PMJAY data till July 9 shows that of the total Rs 3,482.9 crore given out to settle claims so far, the highest share was of Gujarat, with Rs 748.1 crore, for 4,37,774 hospitalisations. Chhattisgarh came second with Rs 449 crore of claims and 5,69,456 hospitalisations, and Tamil Nadu third with Rs 439.5 crore in claims and 2,07,906 hospitalisations.
However, a look at the average claim size shows that Andhra Pradesh tops the list at Rs 28,709, followed by Maharashtra at Rs 25,333, Karnataka at Rs 25,075 and Tamil Nadu at Rs 21,141. On the other hand, the average claim size in Uttar Pradesh, with a total of Rs 145.7 crore claimed so far for 1,19,512 procedures, is just Rs 12,195.
Launched on September 23 last year, the PMJAY is the secondary/tertiary care arm of Ayushman Bharat. The programme, devised to prevent impoverishment because of catastrophic health expenses, aims to provide annual health cover of Rs 5 lakh per family to 10.74 families listed as per “deprivation” in the socio-economic caste census.

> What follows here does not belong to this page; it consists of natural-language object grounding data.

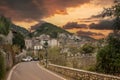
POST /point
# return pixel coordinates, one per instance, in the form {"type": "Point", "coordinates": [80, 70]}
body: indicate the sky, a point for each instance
{"type": "Point", "coordinates": [77, 16]}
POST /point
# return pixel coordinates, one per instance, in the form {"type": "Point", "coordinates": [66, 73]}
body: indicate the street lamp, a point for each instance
{"type": "Point", "coordinates": [46, 53]}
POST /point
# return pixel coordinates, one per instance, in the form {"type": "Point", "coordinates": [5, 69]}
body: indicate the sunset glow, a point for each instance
{"type": "Point", "coordinates": [58, 12]}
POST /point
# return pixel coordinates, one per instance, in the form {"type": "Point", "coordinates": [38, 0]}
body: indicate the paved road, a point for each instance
{"type": "Point", "coordinates": [32, 71]}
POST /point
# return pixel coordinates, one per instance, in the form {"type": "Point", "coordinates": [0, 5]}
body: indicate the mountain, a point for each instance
{"type": "Point", "coordinates": [88, 38]}
{"type": "Point", "coordinates": [19, 29]}
{"type": "Point", "coordinates": [49, 29]}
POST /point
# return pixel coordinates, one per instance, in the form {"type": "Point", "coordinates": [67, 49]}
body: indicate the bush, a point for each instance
{"type": "Point", "coordinates": [108, 57]}
{"type": "Point", "coordinates": [87, 49]}
{"type": "Point", "coordinates": [2, 66]}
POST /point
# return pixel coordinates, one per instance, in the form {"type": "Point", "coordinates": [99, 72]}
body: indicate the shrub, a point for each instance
{"type": "Point", "coordinates": [2, 66]}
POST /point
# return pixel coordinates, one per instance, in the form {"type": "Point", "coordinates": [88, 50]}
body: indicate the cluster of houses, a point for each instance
{"type": "Point", "coordinates": [63, 40]}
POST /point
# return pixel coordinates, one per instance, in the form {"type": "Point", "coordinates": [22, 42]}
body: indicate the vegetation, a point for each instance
{"type": "Point", "coordinates": [87, 48]}
{"type": "Point", "coordinates": [108, 58]}
{"type": "Point", "coordinates": [55, 56]}
{"type": "Point", "coordinates": [2, 66]}
{"type": "Point", "coordinates": [4, 25]}
{"type": "Point", "coordinates": [21, 30]}
{"type": "Point", "coordinates": [49, 29]}
{"type": "Point", "coordinates": [19, 40]}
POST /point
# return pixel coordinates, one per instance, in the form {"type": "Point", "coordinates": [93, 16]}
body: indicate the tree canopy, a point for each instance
{"type": "Point", "coordinates": [4, 25]}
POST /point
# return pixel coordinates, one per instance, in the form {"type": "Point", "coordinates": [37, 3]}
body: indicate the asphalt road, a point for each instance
{"type": "Point", "coordinates": [33, 71]}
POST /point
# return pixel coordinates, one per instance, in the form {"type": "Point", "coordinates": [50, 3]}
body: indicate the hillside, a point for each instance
{"type": "Point", "coordinates": [49, 29]}
{"type": "Point", "coordinates": [19, 29]}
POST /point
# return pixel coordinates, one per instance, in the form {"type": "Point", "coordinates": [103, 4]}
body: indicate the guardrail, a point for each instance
{"type": "Point", "coordinates": [78, 74]}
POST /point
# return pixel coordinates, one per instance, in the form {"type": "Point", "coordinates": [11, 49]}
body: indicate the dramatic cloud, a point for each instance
{"type": "Point", "coordinates": [28, 10]}
{"type": "Point", "coordinates": [88, 33]}
{"type": "Point", "coordinates": [102, 25]}
{"type": "Point", "coordinates": [71, 25]}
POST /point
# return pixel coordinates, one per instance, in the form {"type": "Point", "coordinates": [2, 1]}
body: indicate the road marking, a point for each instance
{"type": "Point", "coordinates": [11, 71]}
{"type": "Point", "coordinates": [50, 72]}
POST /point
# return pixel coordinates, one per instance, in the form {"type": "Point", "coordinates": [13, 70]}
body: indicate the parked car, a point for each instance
{"type": "Point", "coordinates": [27, 59]}
{"type": "Point", "coordinates": [35, 58]}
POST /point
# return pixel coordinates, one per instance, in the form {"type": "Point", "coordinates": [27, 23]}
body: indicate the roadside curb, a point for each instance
{"type": "Point", "coordinates": [11, 71]}
{"type": "Point", "coordinates": [51, 72]}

As and when states signed a memorandum of understanding with the Centre, their existing schemes — such as Arogyashri in case of Andhra Pradesh, the Chief Minister’s Comprehensive Health Insurance Scheme in Tamil Nadu, and the Mahatma Jyotiba Phule Jan Arogya Yojana in Maharashtra — were subsumed into the central programme.
Two states that are yet to adopt the PMJAY are Odisha and Telangana. West Bengal became a part of the scheme but walked out midway — having claimed Rs 14.1 crore for 14,777 hospitalisations in the brief period that it was a part of the scheme.

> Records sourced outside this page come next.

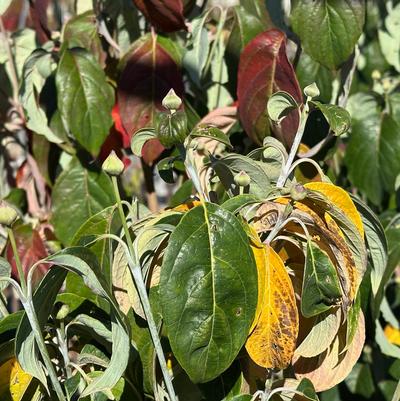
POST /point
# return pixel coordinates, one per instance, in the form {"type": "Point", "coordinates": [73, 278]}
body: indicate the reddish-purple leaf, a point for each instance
{"type": "Point", "coordinates": [263, 70]}
{"type": "Point", "coordinates": [38, 11]}
{"type": "Point", "coordinates": [31, 248]}
{"type": "Point", "coordinates": [166, 15]}
{"type": "Point", "coordinates": [149, 72]}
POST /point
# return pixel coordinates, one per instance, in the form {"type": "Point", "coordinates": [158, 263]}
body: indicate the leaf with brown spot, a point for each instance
{"type": "Point", "coordinates": [331, 367]}
{"type": "Point", "coordinates": [259, 256]}
{"type": "Point", "coordinates": [273, 340]}
{"type": "Point", "coordinates": [14, 382]}
{"type": "Point", "coordinates": [341, 199]}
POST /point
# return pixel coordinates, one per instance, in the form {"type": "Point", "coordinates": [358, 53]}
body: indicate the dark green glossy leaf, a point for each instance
{"type": "Point", "coordinates": [377, 248]}
{"type": "Point", "coordinates": [38, 67]}
{"type": "Point", "coordinates": [279, 105]}
{"type": "Point", "coordinates": [10, 322]}
{"type": "Point", "coordinates": [373, 153]}
{"type": "Point", "coordinates": [214, 133]}
{"type": "Point", "coordinates": [104, 222]}
{"type": "Point", "coordinates": [338, 118]}
{"type": "Point", "coordinates": [321, 287]}
{"type": "Point", "coordinates": [5, 271]}
{"type": "Point", "coordinates": [25, 346]}
{"type": "Point", "coordinates": [328, 29]}
{"type": "Point", "coordinates": [85, 98]}
{"type": "Point", "coordinates": [80, 193]}
{"type": "Point", "coordinates": [206, 318]}
{"type": "Point", "coordinates": [141, 337]}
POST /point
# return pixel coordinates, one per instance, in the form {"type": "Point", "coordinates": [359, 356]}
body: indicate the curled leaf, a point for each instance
{"type": "Point", "coordinates": [273, 340]}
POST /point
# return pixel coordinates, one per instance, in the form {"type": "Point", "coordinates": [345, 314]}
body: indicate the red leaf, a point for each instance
{"type": "Point", "coordinates": [38, 11]}
{"type": "Point", "coordinates": [12, 15]}
{"type": "Point", "coordinates": [149, 73]}
{"type": "Point", "coordinates": [31, 248]}
{"type": "Point", "coordinates": [263, 70]}
{"type": "Point", "coordinates": [119, 128]}
{"type": "Point", "coordinates": [166, 15]}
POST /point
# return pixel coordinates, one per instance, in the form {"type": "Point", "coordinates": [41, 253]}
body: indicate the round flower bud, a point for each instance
{"type": "Point", "coordinates": [171, 129]}
{"type": "Point", "coordinates": [8, 215]}
{"type": "Point", "coordinates": [311, 90]}
{"type": "Point", "coordinates": [298, 192]}
{"type": "Point", "coordinates": [63, 312]}
{"type": "Point", "coordinates": [113, 165]}
{"type": "Point", "coordinates": [172, 101]}
{"type": "Point", "coordinates": [242, 179]}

A senior officer of the National Health Authority said that the large divergence in the average claim size essentially reflects the robustness of the health system in states. “States like Andhra Pradesh and Tamil Nadu which have a robust public health system seem to be spending more on tertiary care. Same is the case for Maharashtra, where three-quarters of the hospitals empanelled are in the private sector. However in states such as Uttar Pradesh and Bihar, more money is being spent on secondary care procedures. This is a symptom essentially of the lack of capacity, infrastructure. The government needs to spend more in these states on infrastructure, we also need the private sector to invest in these states,” the officer, who did not want to be named, said.

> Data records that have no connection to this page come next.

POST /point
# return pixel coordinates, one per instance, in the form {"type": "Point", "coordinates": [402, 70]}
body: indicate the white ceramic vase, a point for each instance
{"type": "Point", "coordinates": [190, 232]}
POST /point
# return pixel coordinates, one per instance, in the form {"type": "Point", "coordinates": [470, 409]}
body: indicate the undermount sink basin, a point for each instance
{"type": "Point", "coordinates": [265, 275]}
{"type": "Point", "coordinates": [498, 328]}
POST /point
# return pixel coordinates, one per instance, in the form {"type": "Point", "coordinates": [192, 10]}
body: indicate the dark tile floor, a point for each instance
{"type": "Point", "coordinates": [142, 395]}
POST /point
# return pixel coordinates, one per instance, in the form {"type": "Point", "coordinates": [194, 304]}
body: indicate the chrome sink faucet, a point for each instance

In other words, in states which have capacity, the PMJAY seems to be moving towards subsidising catastrophic health spends, as it was intended to, while in the less well-endowed states, it is ending up meeting more basic health needs. For example, cataract surgeries had for months topped the list of PMJAY procedures despite the fact that there is an existing national programme for the purpose. It was essentially symptomatic of gaps in the public health system. That is why in August this year, the NHA decided to take cataract out of the list of approved procedures.
The exception to the health system robustness equalling average larger claim size is Kerala. The state which is known for its public health system claimed Rs 186 crore for 3,18,604 hospitalisations, with an average claim size of just Rs 5,851. This, the official said, is because of a large number of RSBY (Rashtriya Swasthya Suraksha Yojana) beneficiaries in the state who are a part of the programme now. The ceiling for RSBY payouts is Rs 30,000, so Kerala has ended up funding far more secondary care procedures. “It is a legacy issue,” the official said.